La vecchia sigla del telegiornale del 1970 con il suo intramontabile motivetto. Seduto sulla scrivania, in bianco e nero, c’è il Masi vestito in giacca e cravatta.

                                                                                                               

MASI

Sei anni fa, nel 1964, il Generale De Lorenzo, ex capo dei servizi segreti...

Foto del generale De Lorenzo.

...tenta un colpo di stato con il piano di affidare all'Arma dei Carabinieri il controllo militare dei "centri nevralgici" e la

deportazione dei cittadini ritenuti "più pericolosi",[...]

Immagini di repertorio del golpe dei colonnelli greci e di fucilazioni dei sovversivi spagnoli.

E ora la cronaca locale: la notte del trentuno dicembre del

sessantotto, un gruppo di studenti si raduna davanti alla Bussola, un noto locale della Versilia per

contestare lo spreco del capodanno.

Foto del locale e della serata a .

Ad attenderli un reparto della celere in tenuta antisommossa.

Parte un’intervista al Gismondi, la faccia terrorizzata, come se fosse ancora lì, appena dopo gli scontri. Dietro ombre di gente che fugge e rumori di spari.

GISMONDI

C’hanno caricato due volte, e poi ho sentito gli spari. Ma sono scemi? Saranno a salve! E invece no: noi siamo venuti qui a tirare i pomodori, e loro ci hanno sparato addosso.

Dopo il Gismondi, il volto di un altro ragazzo sui vent’anni.

CECCANTI

Stavo scappando, mi sono piegato in avanti e ho sentito lo sparo. Mi hanno preso qui: sotto il collo, un dolore fortissimo…

Adesso l’inquadratura si allarga e vediamo che è in sedia a rotelle.

Dallo studio il Masi riprende la parola.
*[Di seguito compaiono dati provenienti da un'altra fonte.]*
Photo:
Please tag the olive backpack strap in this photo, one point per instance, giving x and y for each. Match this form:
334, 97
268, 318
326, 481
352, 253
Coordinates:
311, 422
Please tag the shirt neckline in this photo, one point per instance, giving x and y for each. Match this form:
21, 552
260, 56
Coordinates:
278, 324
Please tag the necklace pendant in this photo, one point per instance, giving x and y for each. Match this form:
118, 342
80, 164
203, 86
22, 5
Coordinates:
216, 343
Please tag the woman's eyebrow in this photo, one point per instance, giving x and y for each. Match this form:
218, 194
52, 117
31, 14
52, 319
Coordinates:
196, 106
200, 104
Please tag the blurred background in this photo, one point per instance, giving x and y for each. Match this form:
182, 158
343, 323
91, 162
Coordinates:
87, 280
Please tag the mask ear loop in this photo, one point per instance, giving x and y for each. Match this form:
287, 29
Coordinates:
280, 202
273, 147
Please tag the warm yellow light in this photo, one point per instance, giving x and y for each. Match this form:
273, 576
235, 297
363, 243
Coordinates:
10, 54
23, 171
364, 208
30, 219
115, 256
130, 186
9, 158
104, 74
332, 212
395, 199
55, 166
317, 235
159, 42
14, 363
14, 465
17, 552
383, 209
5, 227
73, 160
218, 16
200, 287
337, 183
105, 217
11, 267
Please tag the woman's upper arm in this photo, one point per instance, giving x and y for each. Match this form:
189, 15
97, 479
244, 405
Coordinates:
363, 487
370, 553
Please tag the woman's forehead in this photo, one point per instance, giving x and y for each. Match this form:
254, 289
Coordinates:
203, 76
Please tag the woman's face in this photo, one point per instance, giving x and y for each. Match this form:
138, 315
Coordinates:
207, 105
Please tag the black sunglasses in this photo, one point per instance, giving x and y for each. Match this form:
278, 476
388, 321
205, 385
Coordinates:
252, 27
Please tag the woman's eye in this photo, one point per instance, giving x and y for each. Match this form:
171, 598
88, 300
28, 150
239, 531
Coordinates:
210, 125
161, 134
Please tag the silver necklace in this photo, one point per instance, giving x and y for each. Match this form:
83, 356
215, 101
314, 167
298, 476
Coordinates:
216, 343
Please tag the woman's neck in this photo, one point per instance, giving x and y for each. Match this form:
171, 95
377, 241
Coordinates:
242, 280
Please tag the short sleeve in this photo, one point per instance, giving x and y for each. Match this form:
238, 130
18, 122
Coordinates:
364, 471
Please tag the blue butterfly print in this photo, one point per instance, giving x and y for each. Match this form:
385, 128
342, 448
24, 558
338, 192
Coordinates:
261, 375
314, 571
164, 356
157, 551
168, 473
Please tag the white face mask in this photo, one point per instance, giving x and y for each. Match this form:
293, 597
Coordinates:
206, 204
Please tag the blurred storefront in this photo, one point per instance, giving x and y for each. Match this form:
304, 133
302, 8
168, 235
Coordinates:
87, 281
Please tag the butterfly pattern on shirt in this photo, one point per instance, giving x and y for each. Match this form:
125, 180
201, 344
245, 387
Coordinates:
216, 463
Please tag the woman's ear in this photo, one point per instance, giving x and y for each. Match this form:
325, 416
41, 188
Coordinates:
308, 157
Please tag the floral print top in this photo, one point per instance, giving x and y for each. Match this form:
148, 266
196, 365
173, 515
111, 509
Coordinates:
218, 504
MASI

È la prova generale per la strage di piazza Fontanta. Il dodici

dicembre del sessantanove una bomba uccide 13 persone.

Partono immagini di repertorio di Piazza Fontana. Si incolpano subito gli anarchici e quattro notti dopo il ferroviere Pinelli, durante un interrogatorio nella questura di Milano, vola dalla finestra dell’ufficio del quarto piano perdendo la vita.

Immagine di un uomo che precipita da una finestra seguito da una scarpa. Mentre è ancora in volo, nell’inquadratura del suo primo piano entra un microfono a gelato.

INTERVISTATORE (OFF)

È vero che ha gridato “questa è la fine del movimento?”

PINELLI

No, ma fra un paio di piani ci può scommettere!

INTERVISTATORE (OFF) Perché si è buttato?

PINELLI

C’era un caldo terribile. E poi c’erano delle tendine alle finestre di un colore pessimo. Non ce l’ho fatta più!

Ora le vere immagini del corpo di Pinelli, i funerali a Milano, la bara con la moglie accanto.